Starting out on a boat sailing to a remote island, you gently rest your vessel upon the shores of its beach, where you are met with waves, gently lapping as they crest upon the shoreline. As you dismount from your ship, you quickly realize that the game is all about discovery — you are left alone to your devices, including figuring out the controls and what everything within your inventory does. A couple of swings of your sword and random misfires from your bow, and you are off to find a path in order to descend below.
Below prides itself in having this sense of being lost, both through the lack of the tutorial and through gameplay. It’s certainly presented as an adventure game, but most of that is contributed distinctly to not having any clue as to what is going on and having to venture out into the unknown. You stumble upon a lantern as you begin to explore, that illuminates a small area of the dark landscape. As you make your way into the opening in the top of the island’s rocky outcropping and begin to descend to its underground labyrinths, you will quickly find that you have your work cut out for you.
Certainly the biggest challenge in Below is the survival aspects nestled within the core gameplay. There are sprouts of mushrooms here and an occasional fish in a pond there, but food is provided very sparingly, almost exclusively outside of the caves. You can eat these raw, but it actually benefits you to find a campfire and use your provided water jug to help cook the ingredients into various elixirs and soups. You will find that there are several different recipes, and its up to you to discover the combinations that create them. If you don’t feed yourself or drink water regularly then the hunger or thirst will drain your health to nothing and you’ll die. Another randomly-generated hero will sail up to the island and your journey will continue in your previously trodden footsteps.

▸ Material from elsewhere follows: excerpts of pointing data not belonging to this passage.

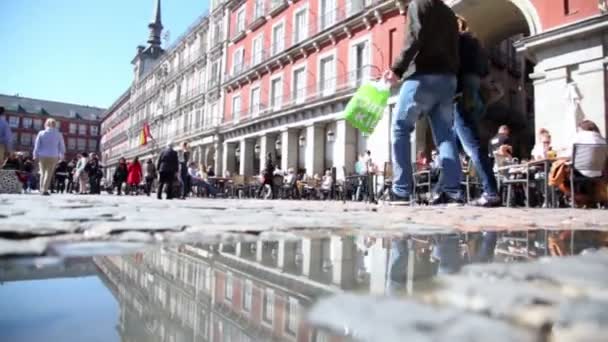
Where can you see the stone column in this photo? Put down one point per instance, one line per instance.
(267, 146)
(343, 262)
(345, 148)
(246, 167)
(312, 258)
(228, 158)
(315, 149)
(289, 149)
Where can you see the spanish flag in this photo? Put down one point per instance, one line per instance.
(144, 135)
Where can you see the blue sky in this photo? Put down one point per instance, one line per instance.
(80, 51)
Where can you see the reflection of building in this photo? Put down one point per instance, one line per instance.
(79, 124)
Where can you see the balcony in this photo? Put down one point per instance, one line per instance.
(276, 7)
(341, 85)
(259, 15)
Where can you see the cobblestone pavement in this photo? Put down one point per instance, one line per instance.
(28, 223)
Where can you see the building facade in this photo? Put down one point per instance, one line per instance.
(273, 77)
(79, 124)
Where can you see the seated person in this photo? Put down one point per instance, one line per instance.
(543, 147)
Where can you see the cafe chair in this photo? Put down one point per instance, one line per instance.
(586, 157)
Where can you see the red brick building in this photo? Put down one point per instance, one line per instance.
(79, 124)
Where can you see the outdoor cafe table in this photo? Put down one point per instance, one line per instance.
(543, 164)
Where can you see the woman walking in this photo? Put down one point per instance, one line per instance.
(48, 150)
(80, 174)
(134, 177)
(120, 175)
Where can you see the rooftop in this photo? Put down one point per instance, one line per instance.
(52, 108)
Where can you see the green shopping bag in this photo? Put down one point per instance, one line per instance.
(366, 107)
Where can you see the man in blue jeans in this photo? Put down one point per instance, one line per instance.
(468, 110)
(428, 64)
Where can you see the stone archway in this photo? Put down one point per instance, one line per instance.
(496, 20)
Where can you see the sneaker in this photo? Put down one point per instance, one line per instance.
(444, 198)
(488, 201)
(396, 200)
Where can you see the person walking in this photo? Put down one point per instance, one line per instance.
(267, 175)
(61, 174)
(184, 158)
(49, 148)
(167, 166)
(134, 177)
(120, 175)
(71, 169)
(428, 65)
(6, 138)
(468, 110)
(150, 176)
(80, 174)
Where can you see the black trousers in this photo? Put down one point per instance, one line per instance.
(166, 179)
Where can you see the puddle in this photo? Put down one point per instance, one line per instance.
(244, 291)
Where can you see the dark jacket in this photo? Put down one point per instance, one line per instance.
(431, 40)
(168, 161)
(121, 173)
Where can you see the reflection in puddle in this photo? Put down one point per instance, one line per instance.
(248, 291)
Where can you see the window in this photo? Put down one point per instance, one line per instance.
(359, 62)
(248, 295)
(258, 9)
(92, 145)
(291, 323)
(255, 101)
(27, 123)
(236, 108)
(81, 144)
(256, 53)
(240, 20)
(268, 307)
(37, 124)
(278, 38)
(228, 288)
(327, 76)
(26, 139)
(299, 84)
(276, 92)
(237, 61)
(13, 121)
(300, 26)
(328, 13)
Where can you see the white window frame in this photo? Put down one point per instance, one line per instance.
(255, 111)
(331, 53)
(236, 115)
(276, 106)
(351, 58)
(257, 56)
(272, 39)
(304, 8)
(240, 29)
(241, 51)
(300, 67)
(322, 15)
(229, 287)
(247, 295)
(268, 293)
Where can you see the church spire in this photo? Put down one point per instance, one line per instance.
(156, 27)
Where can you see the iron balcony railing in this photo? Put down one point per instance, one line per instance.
(341, 84)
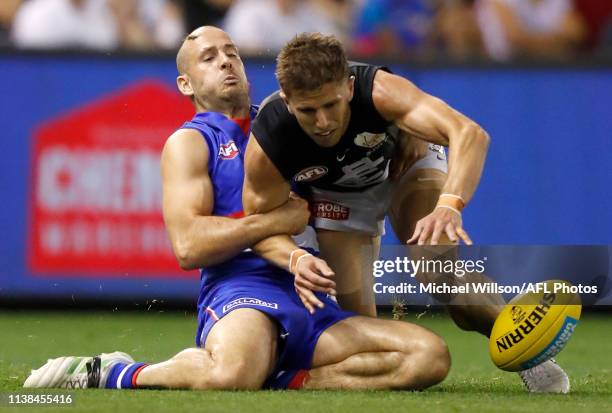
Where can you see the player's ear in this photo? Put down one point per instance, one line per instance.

Death is a common occurrence in Below, as the survival aspects and the hard-hitting enemies lend themselves to quite a challenge. If you die, and you likely will, you must find your corpse in order to recover your precious lantern and equipment. Recovering your corpse can sometimes be a challenge in and of itself, depending on how deep you were before you kicked the bucket, and it may take you quite some time to get back. Shortcuts can be found within the caves, such as elevators and alternate pathways, which help, but losing a bunch of progress is a real threat.

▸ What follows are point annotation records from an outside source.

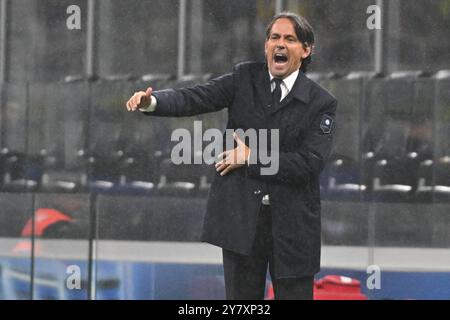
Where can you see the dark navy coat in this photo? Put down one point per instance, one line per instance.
(305, 121)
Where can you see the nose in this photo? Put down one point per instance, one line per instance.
(280, 44)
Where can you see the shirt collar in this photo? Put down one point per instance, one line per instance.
(289, 80)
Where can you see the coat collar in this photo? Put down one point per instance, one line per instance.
(300, 90)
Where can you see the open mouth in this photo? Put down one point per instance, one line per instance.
(280, 58)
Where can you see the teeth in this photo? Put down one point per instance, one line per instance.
(280, 57)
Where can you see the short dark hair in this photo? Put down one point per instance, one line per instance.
(303, 31)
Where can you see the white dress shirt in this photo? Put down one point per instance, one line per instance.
(286, 84)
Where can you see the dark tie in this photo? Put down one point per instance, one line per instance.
(276, 94)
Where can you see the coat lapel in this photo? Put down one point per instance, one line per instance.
(300, 91)
(261, 81)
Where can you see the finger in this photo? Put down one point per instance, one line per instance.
(224, 154)
(237, 139)
(222, 167)
(227, 170)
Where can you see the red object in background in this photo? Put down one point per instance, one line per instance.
(332, 287)
(44, 217)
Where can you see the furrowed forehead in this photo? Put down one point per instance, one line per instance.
(284, 27)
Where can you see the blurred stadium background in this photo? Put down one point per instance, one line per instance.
(83, 182)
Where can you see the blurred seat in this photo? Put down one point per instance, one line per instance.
(57, 177)
(392, 181)
(344, 182)
(177, 180)
(104, 171)
(424, 190)
(21, 172)
(138, 172)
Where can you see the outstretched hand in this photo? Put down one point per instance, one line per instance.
(233, 159)
(140, 99)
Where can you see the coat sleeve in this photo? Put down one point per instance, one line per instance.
(212, 96)
(299, 166)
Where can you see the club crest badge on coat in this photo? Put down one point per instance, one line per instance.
(326, 124)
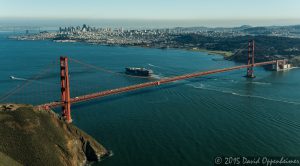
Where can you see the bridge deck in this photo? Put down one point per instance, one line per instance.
(150, 84)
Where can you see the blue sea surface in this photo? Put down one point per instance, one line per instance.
(186, 123)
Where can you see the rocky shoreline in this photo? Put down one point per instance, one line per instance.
(36, 137)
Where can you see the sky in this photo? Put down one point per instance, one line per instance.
(208, 10)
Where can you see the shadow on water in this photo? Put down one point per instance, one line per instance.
(129, 94)
(147, 91)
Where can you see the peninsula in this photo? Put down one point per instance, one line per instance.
(272, 42)
(33, 137)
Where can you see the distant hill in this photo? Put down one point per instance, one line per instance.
(267, 47)
(32, 137)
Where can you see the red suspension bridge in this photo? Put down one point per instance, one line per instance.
(66, 100)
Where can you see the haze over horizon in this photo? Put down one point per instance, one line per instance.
(142, 13)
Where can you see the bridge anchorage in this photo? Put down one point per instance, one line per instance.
(66, 100)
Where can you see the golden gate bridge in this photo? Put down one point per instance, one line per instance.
(66, 100)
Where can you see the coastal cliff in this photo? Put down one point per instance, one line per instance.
(33, 137)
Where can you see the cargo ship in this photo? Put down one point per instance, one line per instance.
(136, 71)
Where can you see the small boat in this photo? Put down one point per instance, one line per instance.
(138, 71)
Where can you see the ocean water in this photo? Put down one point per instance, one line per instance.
(186, 123)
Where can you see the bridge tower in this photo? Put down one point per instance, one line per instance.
(65, 89)
(251, 48)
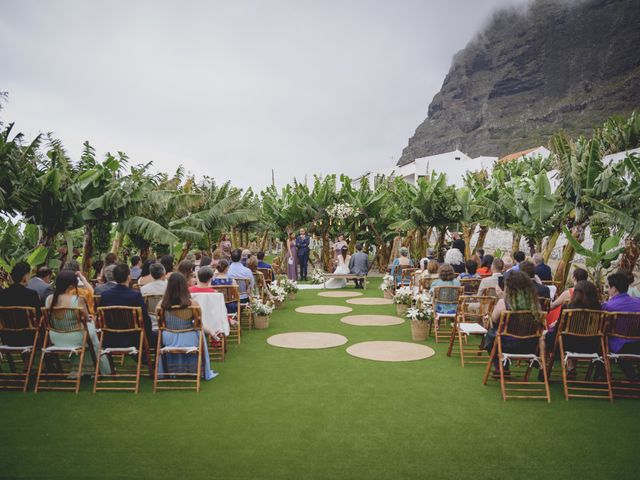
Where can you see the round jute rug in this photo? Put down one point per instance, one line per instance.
(324, 309)
(372, 320)
(370, 301)
(339, 294)
(307, 340)
(390, 351)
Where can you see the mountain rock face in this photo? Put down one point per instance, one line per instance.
(560, 64)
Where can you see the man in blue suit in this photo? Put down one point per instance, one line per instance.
(121, 295)
(302, 246)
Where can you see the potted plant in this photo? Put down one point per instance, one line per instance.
(278, 294)
(290, 287)
(387, 286)
(420, 315)
(262, 313)
(402, 298)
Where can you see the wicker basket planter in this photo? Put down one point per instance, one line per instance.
(261, 322)
(419, 330)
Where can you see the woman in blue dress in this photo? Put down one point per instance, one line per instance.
(175, 299)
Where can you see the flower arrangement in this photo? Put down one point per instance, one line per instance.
(403, 296)
(289, 285)
(317, 278)
(261, 309)
(341, 211)
(278, 293)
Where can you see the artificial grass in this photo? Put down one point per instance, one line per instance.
(280, 413)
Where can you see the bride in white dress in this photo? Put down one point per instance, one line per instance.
(341, 269)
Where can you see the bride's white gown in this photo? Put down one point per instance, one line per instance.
(341, 269)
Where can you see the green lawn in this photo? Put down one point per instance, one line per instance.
(276, 413)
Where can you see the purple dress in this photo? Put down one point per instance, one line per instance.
(292, 268)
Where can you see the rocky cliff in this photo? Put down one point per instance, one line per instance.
(559, 64)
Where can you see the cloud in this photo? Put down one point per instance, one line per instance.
(233, 89)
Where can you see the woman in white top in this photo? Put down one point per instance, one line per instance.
(341, 269)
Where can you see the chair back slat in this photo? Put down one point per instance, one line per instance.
(521, 324)
(470, 285)
(65, 319)
(624, 325)
(582, 322)
(180, 319)
(120, 319)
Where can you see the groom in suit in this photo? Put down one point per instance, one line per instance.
(359, 265)
(302, 246)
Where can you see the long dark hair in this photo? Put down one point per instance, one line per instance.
(177, 293)
(585, 295)
(145, 267)
(64, 280)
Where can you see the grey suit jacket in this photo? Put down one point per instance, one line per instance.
(359, 264)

While delving down you will encounter many dangers, such as spike traps that instantly kill you and red-lit enemies that resemble various forms. Fog blankets each of the procedurally generated rooms and lifts as you shine the lantern, or one of your crafted torches, upon it or even peels back as you walk through it, giving you a visual indication of direction as to where you’ve explored so far. This helps a bit when exploring, but it is ultimately a pretty claustrophobic experience — you mostly don’t know what lies below the fog until you arrive there. Conveniently, you cannot fall off ledges, but you have enough to worry about otherwise.

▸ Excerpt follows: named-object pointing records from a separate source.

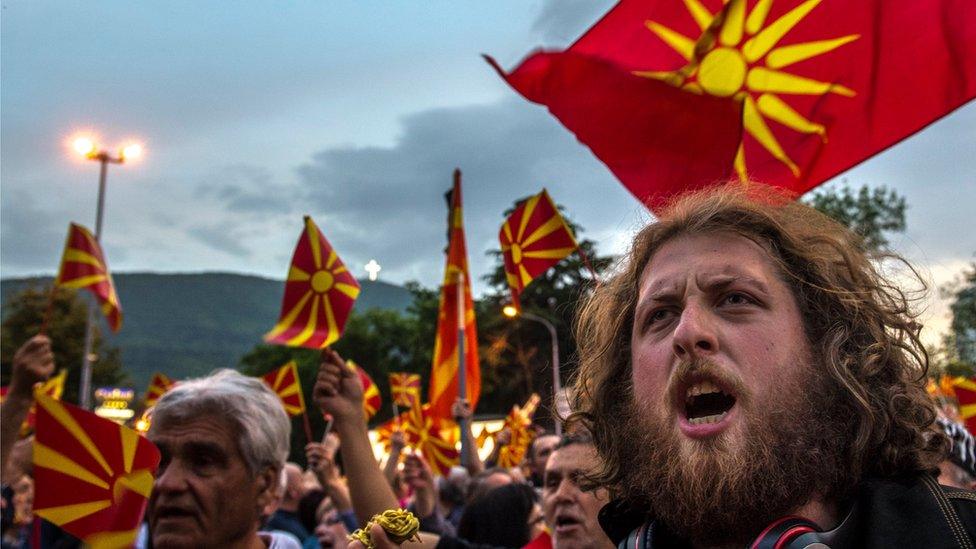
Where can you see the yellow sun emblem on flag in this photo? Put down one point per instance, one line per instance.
(737, 56)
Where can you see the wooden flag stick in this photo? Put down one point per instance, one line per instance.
(308, 426)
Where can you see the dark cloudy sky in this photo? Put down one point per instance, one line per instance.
(254, 113)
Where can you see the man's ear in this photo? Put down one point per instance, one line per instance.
(268, 485)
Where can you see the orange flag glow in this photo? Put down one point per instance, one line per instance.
(444, 388)
(319, 294)
(284, 382)
(83, 266)
(93, 477)
(371, 393)
(534, 238)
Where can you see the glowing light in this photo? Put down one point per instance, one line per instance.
(131, 152)
(84, 146)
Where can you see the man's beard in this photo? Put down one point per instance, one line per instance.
(719, 493)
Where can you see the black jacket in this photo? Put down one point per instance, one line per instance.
(902, 512)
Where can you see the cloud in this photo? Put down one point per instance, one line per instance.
(388, 203)
(33, 236)
(561, 22)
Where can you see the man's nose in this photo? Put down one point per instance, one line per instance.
(695, 335)
(172, 478)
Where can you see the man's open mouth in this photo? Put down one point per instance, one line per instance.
(706, 402)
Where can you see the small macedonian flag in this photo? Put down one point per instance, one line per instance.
(405, 389)
(965, 389)
(83, 266)
(371, 393)
(319, 294)
(519, 423)
(284, 382)
(93, 477)
(158, 385)
(534, 238)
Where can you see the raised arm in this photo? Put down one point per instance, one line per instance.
(32, 363)
(339, 392)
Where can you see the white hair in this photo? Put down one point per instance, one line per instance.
(253, 410)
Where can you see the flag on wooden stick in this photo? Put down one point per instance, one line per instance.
(93, 477)
(319, 294)
(444, 382)
(534, 238)
(83, 266)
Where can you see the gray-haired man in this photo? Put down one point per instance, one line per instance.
(224, 440)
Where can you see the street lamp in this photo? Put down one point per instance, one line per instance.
(87, 147)
(512, 312)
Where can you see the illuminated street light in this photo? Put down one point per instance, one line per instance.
(87, 147)
(512, 312)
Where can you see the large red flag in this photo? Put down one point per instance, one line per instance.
(821, 85)
(83, 266)
(534, 238)
(444, 374)
(319, 294)
(93, 476)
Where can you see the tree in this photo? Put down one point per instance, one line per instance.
(379, 340)
(958, 353)
(66, 328)
(871, 213)
(516, 352)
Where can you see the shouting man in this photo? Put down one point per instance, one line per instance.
(750, 377)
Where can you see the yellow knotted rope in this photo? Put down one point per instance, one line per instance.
(400, 525)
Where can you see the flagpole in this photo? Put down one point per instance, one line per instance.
(462, 372)
(308, 426)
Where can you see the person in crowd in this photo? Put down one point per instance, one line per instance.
(506, 516)
(537, 456)
(224, 441)
(958, 470)
(285, 518)
(570, 511)
(750, 376)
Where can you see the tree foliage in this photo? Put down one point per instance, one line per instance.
(516, 353)
(66, 328)
(873, 213)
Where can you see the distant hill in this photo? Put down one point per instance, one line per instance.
(189, 324)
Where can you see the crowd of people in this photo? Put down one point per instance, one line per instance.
(747, 378)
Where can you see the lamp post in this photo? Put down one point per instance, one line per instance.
(87, 148)
(512, 312)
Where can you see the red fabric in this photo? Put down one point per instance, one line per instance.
(93, 477)
(907, 64)
(83, 266)
(444, 386)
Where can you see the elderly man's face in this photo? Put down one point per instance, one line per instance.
(204, 494)
(570, 512)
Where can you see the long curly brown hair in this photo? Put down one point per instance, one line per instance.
(859, 324)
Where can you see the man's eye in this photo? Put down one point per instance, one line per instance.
(657, 316)
(736, 298)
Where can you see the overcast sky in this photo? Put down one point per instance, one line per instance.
(356, 113)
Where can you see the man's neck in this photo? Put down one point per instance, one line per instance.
(821, 513)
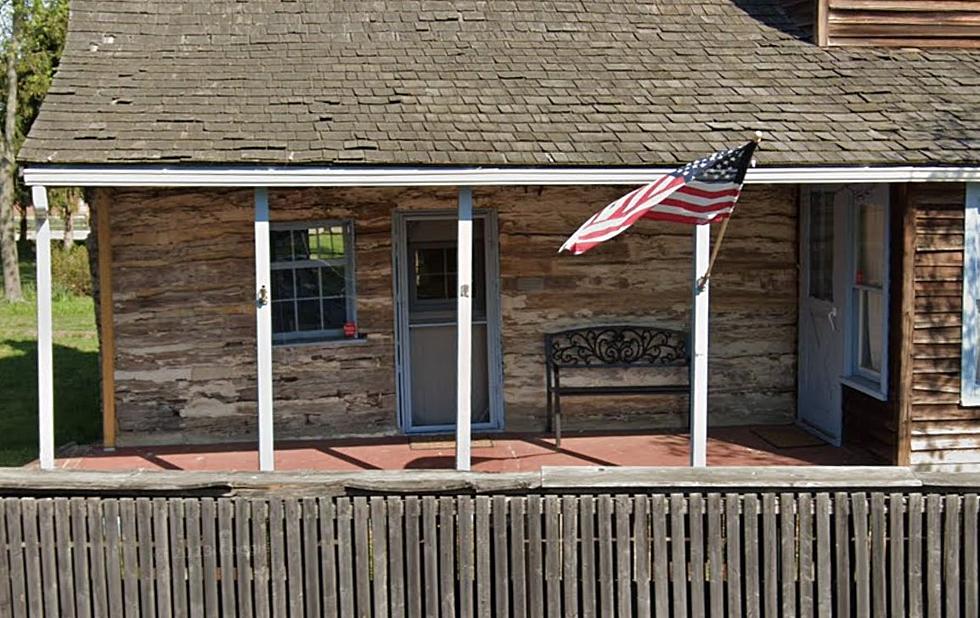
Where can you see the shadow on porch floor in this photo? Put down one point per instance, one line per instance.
(727, 446)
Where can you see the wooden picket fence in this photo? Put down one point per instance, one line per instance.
(847, 553)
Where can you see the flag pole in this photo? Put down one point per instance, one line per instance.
(721, 234)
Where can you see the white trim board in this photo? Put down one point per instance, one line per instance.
(351, 176)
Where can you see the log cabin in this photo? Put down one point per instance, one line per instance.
(282, 189)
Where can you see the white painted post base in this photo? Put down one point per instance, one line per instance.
(464, 327)
(699, 348)
(45, 343)
(263, 330)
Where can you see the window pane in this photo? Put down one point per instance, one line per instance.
(282, 284)
(283, 317)
(870, 306)
(282, 246)
(301, 244)
(333, 281)
(307, 282)
(309, 315)
(334, 313)
(871, 248)
(821, 248)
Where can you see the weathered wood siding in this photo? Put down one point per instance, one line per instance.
(184, 275)
(942, 431)
(899, 23)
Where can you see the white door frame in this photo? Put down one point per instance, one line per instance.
(403, 360)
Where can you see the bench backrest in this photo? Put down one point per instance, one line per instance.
(622, 345)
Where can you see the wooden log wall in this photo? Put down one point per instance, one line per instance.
(899, 23)
(943, 433)
(664, 554)
(183, 275)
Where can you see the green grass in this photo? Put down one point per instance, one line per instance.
(76, 373)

Progress is provided both by going deeper and getting better items. As you defeat enemies, you will find that they drop white, shiny light gems. You can use these gems to ‘unlock’ a campfire, turning the fire blue, and allowing you to fast travel to it later, even after death. This takes a bit away from the sting of permadeath, as you can use it — if you plan accordingly — to go right back to the relative area you were in before you died. Treasure chests are placed in strategic locations and contain batches of items that can help you quickly recover some craftable items as they reset on every death. It’s things like these that make the difficulty of the game more manageable and keeps you coming back for more.
The art in Below is a bit different than most games. Instead of putting the camera right in the character’s face, it takes a more relaxed role — zoomed out, far enough to showcase each location’s large area. This allows the fog to play a stronger role and ultimately gives you a true sense of scale in relation to the size of your character on the screen. As the camera is zoomed out, the art can get away with blockier models and forms, but some of the details such as sliceable grass on the overworld, and little creatures that mill about, help showcase the hidden beauty of the world. Emotional orchestrated music fuels each journey underground and makes it feel that much more dangerous as a result of it.
Below is such an interesting title that it feels hard to recommend to most people. Fans of games such as Dark Souls and Bloodborne will likely dig the challenge, but otherwise, it seems like an unnecessarily challenging survival game. Check it out if you are looking for a new roguelike to play or just want to experience a unique adventure game six years in the making.